Por valor simbólico e potencial turístico, moradores de Copiapó se mobilizam para ficar com Fênix 2, usada para salvar 33 mineiros

O destino da cápsula Fênix 2, usada para levar os 33 homens presos na mina San José até a superfície, já é motivo de disputa entre pelo menos três cidades chilenas: Santiago, a capital, Copiapó, a mais próxima à mina, e Talcahuano, onde o aparelho foi fabricado. Não importa que três cápsulas iguais tenham sido fabricadas: apenas uma foi utilizada no resgate e é com esta que todos querem ficar.

Assinaturas são coletadas em Copiapó
Luísa Pécora
Assinaturas são coletadas em Copiapó
O presidente do Chile, Sebástian Piñera, disse que ainda não decidiu o que fazer com os objetos simbólicos do resgate, como a Fênix 2 e o bilhete enviado pelos mineiros no qual diziam que estavam vivos. No entanto, os rumores já começaram a circular.

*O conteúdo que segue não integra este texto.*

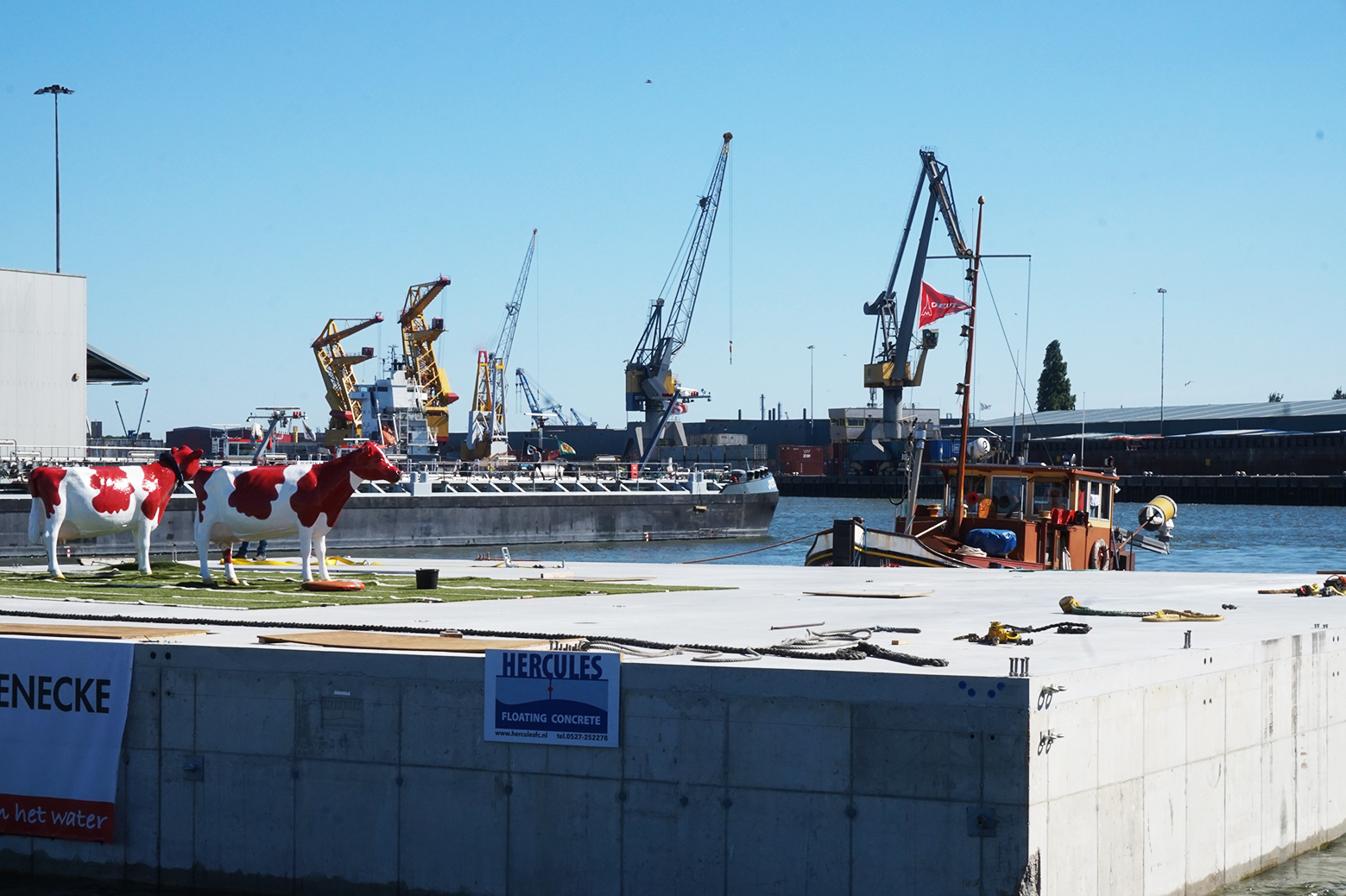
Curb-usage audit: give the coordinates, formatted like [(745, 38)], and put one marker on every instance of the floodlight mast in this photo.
[(55, 91)]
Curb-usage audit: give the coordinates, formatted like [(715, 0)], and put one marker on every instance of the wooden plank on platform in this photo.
[(439, 643), (124, 633)]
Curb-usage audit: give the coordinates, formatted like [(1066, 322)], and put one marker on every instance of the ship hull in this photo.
[(400, 520)]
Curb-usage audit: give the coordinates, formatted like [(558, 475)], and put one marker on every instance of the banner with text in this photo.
[(64, 704), (543, 697)]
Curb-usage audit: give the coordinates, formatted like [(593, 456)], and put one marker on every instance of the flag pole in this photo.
[(960, 505)]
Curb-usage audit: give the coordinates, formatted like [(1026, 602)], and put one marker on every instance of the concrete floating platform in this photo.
[(1122, 763)]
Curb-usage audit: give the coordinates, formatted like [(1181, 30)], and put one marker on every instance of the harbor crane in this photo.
[(890, 366), (338, 377), (540, 404), (488, 432), (650, 385), (419, 354)]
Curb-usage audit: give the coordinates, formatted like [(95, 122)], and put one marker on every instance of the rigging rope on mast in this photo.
[(1023, 389)]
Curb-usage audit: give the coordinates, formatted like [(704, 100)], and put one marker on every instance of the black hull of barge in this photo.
[(454, 520)]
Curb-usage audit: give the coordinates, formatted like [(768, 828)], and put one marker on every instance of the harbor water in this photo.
[(1206, 539)]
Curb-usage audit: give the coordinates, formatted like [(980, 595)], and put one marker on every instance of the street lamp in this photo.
[(55, 91), (811, 385), (1163, 296)]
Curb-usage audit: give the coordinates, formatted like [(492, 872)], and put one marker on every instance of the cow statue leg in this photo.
[(320, 541), (140, 532), (231, 576), (306, 545), (204, 549)]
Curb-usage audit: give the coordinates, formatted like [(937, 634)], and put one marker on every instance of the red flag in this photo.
[(936, 305)]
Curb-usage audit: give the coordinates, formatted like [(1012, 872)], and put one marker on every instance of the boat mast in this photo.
[(960, 508)]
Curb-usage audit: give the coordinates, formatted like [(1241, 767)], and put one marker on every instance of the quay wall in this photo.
[(1160, 777), (400, 520)]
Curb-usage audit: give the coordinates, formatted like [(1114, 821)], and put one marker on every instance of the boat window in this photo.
[(973, 490), (1049, 495), (1007, 494), (1097, 498)]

Ao jornal “Las Últimas Notícias”, a direção da empresa Asmar, fabricante das três cápsulas, manifestou o desejo de exibir a Fênix 2 em seu museu naval e marítimo localizado na cidade de Talcahuano, sul do Chile.

Já o vice-presidente chileno, Rodrigo Hinzpeter, disse que a cápsula seria colocada na Praça da Cidadania, em Santiago, até que seu destino definitivo fosse seja definido. A declaração provocou protestos do prefeito de Copiapó, Maglio Cicardini, e de outras autoridades de cidades da região do Atacama. Nesta segunda-feira, a Fênix 2 chegou ao Palácio de La Moneda, sede da presidência chilena.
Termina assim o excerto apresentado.